Avós e tios generosos
Conforme a pesquisa da Fecomércio, na parcela dos paranaenses que pretendem não deixar a data passar em branco, duas ou três crianças, em média, são os alvos das compras.
Avós, tios e outros parentes lideram a intenção de presentear (61,5%), seguidos pelos pais (47,7%). Padrinhos e madrinhas também têm participação significativa, com 32,3%.
Entre os fatores mais citados na decisão de compra estão o atendimento do vendedor (21,7%), a qualidade do produto (20%), o custo-benefício (18,3%) e a preferência da criança (15%).
“Em um ambiente de alta concorrência, o diferencial está em oferecer experiências de compra fluídas, positivas, atendimento qualificado e variedade de produtos adequados a diferentes idades. A publicidade responsável fortalece as relações entre empresas e famílias, contribuindo para o esforço dos comerciantes em oferecer produtos e serviços que agreguem valor aos seus clientes”, lembra Rodrigo Schmidt, coordenador de Desenvolvimento Empresarial da Fecomércio Paraná.
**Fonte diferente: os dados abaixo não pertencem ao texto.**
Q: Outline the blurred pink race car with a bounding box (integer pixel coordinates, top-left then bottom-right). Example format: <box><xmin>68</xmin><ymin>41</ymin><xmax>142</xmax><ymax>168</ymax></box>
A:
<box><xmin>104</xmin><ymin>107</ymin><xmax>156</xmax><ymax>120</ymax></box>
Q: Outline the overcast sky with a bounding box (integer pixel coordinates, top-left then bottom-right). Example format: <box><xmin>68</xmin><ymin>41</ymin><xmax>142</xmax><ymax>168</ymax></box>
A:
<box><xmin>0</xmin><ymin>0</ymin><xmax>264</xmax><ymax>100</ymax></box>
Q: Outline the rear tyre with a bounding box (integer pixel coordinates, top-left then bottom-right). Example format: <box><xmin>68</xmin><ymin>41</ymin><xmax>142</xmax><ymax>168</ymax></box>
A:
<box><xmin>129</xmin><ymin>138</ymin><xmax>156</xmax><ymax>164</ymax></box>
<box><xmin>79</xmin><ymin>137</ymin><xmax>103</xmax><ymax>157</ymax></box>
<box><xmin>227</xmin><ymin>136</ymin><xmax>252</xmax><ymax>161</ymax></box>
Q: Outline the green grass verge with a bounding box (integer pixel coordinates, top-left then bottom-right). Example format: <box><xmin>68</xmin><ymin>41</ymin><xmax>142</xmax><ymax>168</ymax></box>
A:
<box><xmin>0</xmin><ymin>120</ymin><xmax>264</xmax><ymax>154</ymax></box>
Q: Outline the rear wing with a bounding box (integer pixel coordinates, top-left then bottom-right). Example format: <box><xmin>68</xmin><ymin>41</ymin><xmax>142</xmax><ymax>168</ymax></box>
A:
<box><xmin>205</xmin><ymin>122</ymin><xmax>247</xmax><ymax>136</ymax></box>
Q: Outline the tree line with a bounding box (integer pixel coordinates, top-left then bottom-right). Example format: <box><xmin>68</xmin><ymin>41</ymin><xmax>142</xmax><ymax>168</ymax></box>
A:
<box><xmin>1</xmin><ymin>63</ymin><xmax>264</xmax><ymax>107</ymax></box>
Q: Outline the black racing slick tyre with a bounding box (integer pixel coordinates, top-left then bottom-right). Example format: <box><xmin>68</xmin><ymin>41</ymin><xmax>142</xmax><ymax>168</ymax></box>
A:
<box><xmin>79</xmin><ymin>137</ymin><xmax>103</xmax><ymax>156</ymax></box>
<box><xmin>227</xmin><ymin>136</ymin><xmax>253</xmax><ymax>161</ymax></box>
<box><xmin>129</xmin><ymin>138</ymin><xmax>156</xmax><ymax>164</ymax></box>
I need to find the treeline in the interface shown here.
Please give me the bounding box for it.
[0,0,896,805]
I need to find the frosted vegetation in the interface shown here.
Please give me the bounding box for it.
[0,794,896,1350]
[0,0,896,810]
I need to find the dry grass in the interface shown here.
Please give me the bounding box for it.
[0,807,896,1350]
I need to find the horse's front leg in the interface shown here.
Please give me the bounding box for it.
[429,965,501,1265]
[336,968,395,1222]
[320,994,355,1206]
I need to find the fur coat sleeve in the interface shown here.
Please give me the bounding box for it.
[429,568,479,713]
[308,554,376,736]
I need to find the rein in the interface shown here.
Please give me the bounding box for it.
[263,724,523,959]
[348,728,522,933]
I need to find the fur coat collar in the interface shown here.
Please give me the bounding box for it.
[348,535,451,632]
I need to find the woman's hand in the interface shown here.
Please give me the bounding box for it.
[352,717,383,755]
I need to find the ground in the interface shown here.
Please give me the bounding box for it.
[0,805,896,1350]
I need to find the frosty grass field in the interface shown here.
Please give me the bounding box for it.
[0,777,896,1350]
Com um cenário de preferências ainda divididas entre a compra física e pela internet, os varejistas devem estar preparados para atender os dois tipos de consumidores e traçar estratégias para os dois grupos.
“A partir do momento que eu entendo, que eu conheço, sei os seus hábitos de consumo, eu tenho melhores condições de definir as minhas estratégias de divulgação”, explica a consultora do Sebrae, Alesandra de Almeida.
“Se for um público mais conectado, eu tenho que dar atenção às minhas redes sociais, tenho que colocar meus produtos com certo destaque nos marketplaces, tenho que ter um atendimento diferenciado pelo whatsapp”, instrui. “Se o meu foco for no atendimento presencial, a loja tem que estar preparada para receber o cliente, com um visual convidativo, com equipe preparada para fechar uma venda e lidar com a loja cheia”.
A concentração das vendas nos dias que antecedem a celebração exige atenção dobrada dos lojistas, segundo a especialista. “A recepção deve ser feita de forma correta, com simpatia. O cliente deve se sentir à vontade para fazer sua escolha. No fechamento da venda, muito cuidado e atenção para lidar com forma de pagamento, tudo isso cria um vínculo e gera fidelização”, aconselha.